Chapitre 30 : Sombres écumes

3.2K 209 106
                                    



Il détestait cette partie de la ville, elle était sale, les pavés étaient collants, luisants d'une substance qu'il ne parvenait pas à reconnaître. Cet endroit se pliait en ruelles étroites privées de lumière et à l'air continuellement chargé de souffre. Les sorciers de bonne compagnie craignaient l'Allée des Embruns, mais lui redoutait plus encore cette vieille portion de Londres. Quelques anciens bâtiments de la grande période d'industrialisation restaient debout, vieux témoins d'une époque où le Moldu préféra sacrifier au progrès chaque atome de sa propre Humanité. On racontait même que certaines vieilles usines étaient toujours hantées des enfants morts en travaillant.

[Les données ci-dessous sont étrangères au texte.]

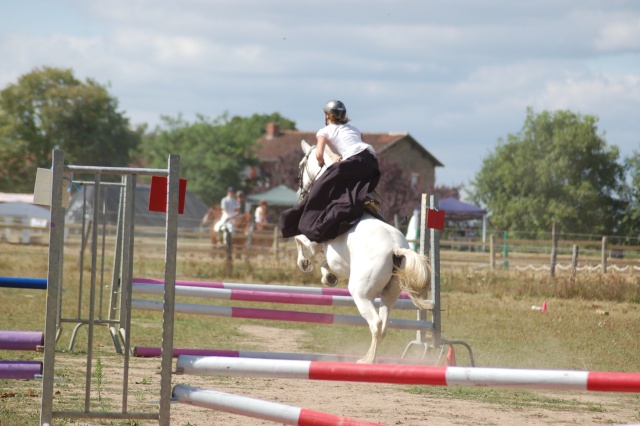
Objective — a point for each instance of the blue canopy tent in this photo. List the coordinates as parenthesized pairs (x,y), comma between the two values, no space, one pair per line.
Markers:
(459,210)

Mais ce n'était pas ça qui l'angoissait, pas plus que l'allure glaciale de ces structures métalliques rouillées. Non, il détestait cet endroit car il était le repère de tous les déséquilibrés vomis par les deux sociétés. Un repaire bâtard, où Cracmols et Moldus aux synapses pétées par la coke se fréquentaient, forniquaient, se mélangeaient dans leur sueur, et leur médiocrité. Il n'aurait jamais cru que son contact l'eut envoyé dans un endroit pareil. Connor Oaken avait l'habitude de fréquenter des lieux très tendancieux, parfois même des zones Moldues, si cela s'avérait nécessaire, mais ça... Cette puanteur, cette saleté, cette immondice ? Jamais.

Quand il tourna à un angle pour s'engager dans un boyau puant et sans issue, sa capeline frôla l'un des murs, et il frissonna de tout son être. Se sentant immédiatement sale, il réprima l'envie de jeter un sort de nettoyage, et avança, son esprit s'imaginant une tâche dévorant peu à peu son vêtement et le contaminant pour le faire puer à son tour. Une grosse goutte de sueur perla par-dessus sa lèvre supérieure fine, et il put goutter à sa propre moiteur, salée, tiède, désagréable. Connor réprima un haut le coeur violent, et pressa le pas. Vite, une fois dedans, tout irait mieux.

La petite porte au fond de la ruelle était son objectif. Encadrée par un grand linteau de métal cramoisi, elle ressemblait plus à une porte de prison qu'à une entrée de bar. Le journaliste garda les yeux rivés dessus, et accéléra, sa capeline se soulevant sous le geste. Il l'atteint, frappa d'une main – heureusement – gantée, et attendit.

Un raclement, suivit d'une sorte de plainte précédèrent un grincement sinistre, et le vasistas s'ouvrit, dévoilant une paire d'yeux gris surplombée d'épais sourcils menaçants. L'homme, peu amène, resta silencieux, et Oaken sentit toute son hostilité. Humectant une nouvelle fois sa lèvre supérieure, le journaliste prononça un mot, avant que l'homme ne referme la languette de bois et n'ouvre la porte.

Une intense chaleur, charriant des relents de tabac, d'alcool et de sueur, brûla le visage du gratte-papier. Oaken s'engouffra dans le petit passage, après que le portier se soit effacé dans le mur pour le laisser entrer. C'était comme si la ruelle continuait à l'intérieur du bâtiment, en plus chaude et moite que tout à l'heure. Cela augmenta la tension du journaliste qui avait désormais l'impression de flotter dans sa sueur et ses vêtements qui l'étouffaient soudainement. Il continua d'avancer, en direction de la lumière et du bruit sourd des conversations, et il déboula enfin dans un grand entrepôt empli d'humains qui s'entassaient dans leur beuverie.

Soutenu par des poutres de métal piquées d'énormes vis, le plafond semblait monter haut, mais Oaken ne parvenait pas à le distinguer car une épaisse fumée bleue flottait, menaçante comme des nuages prêts à pleuvoir de l'eau sale et puante. Et en-dessous de cette fumée, une sorte de taverne-marché perpétuel dans lequel les gens venaient prendre du plaisir, fumer des drogues étranges, et boire des potions insoupçonnées. Des étals où des marchands douteux dévoilaient des produits colorés et louches bordaient un comptoir sur lesquels les soulards semblaient y être collés par la saleté et la bière de mauvaise qualité. Plus loin, des tentures encadraient des parterres de coussins où les drogués des deux mondes voyageaient dans leurs névroses.